Originally posted by guara
View Post
Years later when you swap out that crappy 19" TN monitor for a 60" OLED, or go to the optician, etc, you realize what you thought was "just as good" is about on par with VGA quality, and it's too late to do anything about it because you don't have the original any more.
Or maybe you don't, because the source was a DVD anyway, or something you recorded on your phone. Maybe you don't notice it until you see the same movie at a friend's place, and it looks "wrong" to you because it's got sharp edges everywhere. Maybe you never notice, because you're a frog in a pot, and the opportunity to compare them never comes up again. But regardless, this is a bad decision, and suggesting it to others is even worse.
> The space saving and ease of decoding even on old machines compensate the awfully long encoding time.
Wut? I would love to see this mythical old machine of yours where h265 has "ease of decoding" over h264: it would transform our current understanding of basic math and/or electronic principles. :P Less disk space, sure. But that, no.
If storage is so desperate that you don't have a choice, then okay, h265 is the right "choice" [1], because it's the only one you have. But the rest of it - the misunderstanding that the quality IS the same, rather than just that YOU can't (currently) tell the difference; and that decode of h265 is somehow more efficient than of h264 just because the stream is smaller - is just plain wrong.
[1] Even then, the electricity you wasted downgrading the quality of your library would have bought you enough TB of disk to just keep the h264 version anyway, AND have a backup of it.
> Yet, I would like to know: should I be doing AV1+Opus instead of H265+Opus? AV1 encoding and decoding hit way harder on my ageing CPUs than H265.
You shouldn't be doing either. But in short, the answer is "whatever suits your current needs, and your best guess at your future ones". IOW, if the device(s) you want to watch stuff on can't handle XYZ, then encoding to that in the delusion that you're somehow "future-proofing" your library is just plain dumb in both the long term AND the short term. Similarly, if you expect that a couple of years from now you're going to build an HTPC out of a Pi5, or a retired desktop that's only going to have an IGP in it, or etc, AV1 is the wrong choice.

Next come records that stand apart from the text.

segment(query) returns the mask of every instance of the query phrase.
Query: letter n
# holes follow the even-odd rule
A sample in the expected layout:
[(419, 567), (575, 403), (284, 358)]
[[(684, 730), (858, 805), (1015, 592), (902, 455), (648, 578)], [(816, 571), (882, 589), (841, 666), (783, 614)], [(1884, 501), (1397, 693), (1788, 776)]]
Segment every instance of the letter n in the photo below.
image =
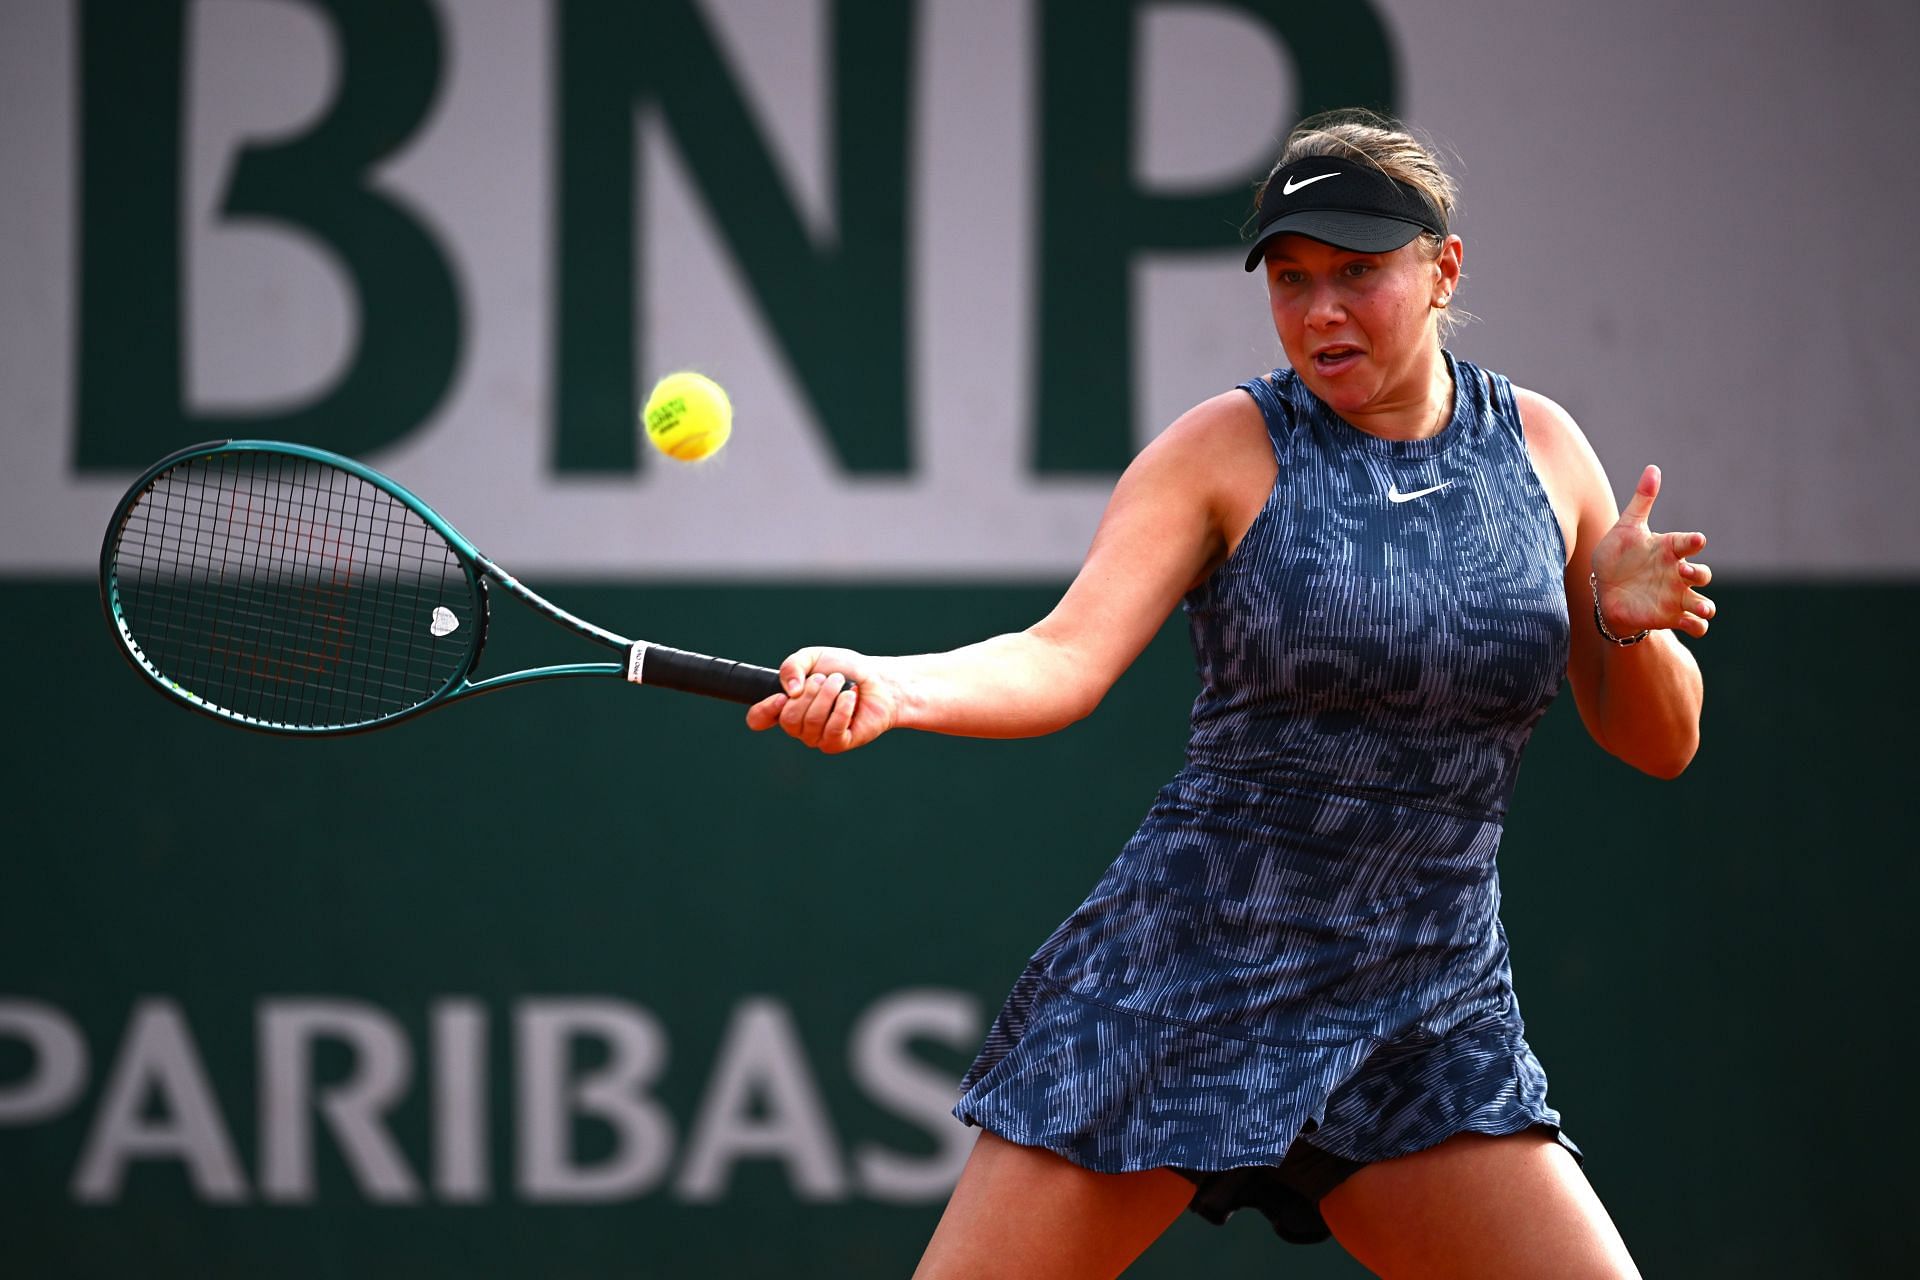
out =
[(838, 235), (816, 244), (694, 0), (559, 6), (554, 361), (562, 471), (640, 465), (634, 121), (679, 143), (748, 289), (848, 470), (898, 473), (906, 433), (906, 0), (838, 0)]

This isn't theoretical: I've been here before. Back when hard drives were measured in the tens of GBs, and I ripped all my CDs so I could listen to them at will. I chose ogg over mp3 because it was technically superior, and open.
10 years later, when disk space was 1/10 the cost, I had the "joy" of ripping all those CDs again: this time to FLAC, and then *also* encoding them to mp3 for the car and portable devices. The circumstances were beyond my control, and I'd made the "right" choice originally, but it still took literally months of elapsed time to do it, both times. If I'd opted for mp3, or aac, or opus, or *anything* other than FLAC last time, it would have been a mistake that I'd have had to either live with, or waste yet another substantial amount of time recovering from. That's the road you're going down now, except in your case "recovering from it" isn't even going to be an option. I really hope you reconsider while you still can.
Buy more disk space. It's cheaper, AND quicker, AND more compatible (since you're already in h264), AND better for playback. Literally the *only* scenario in which that's not the right move is if you're streaming your video over a metered network.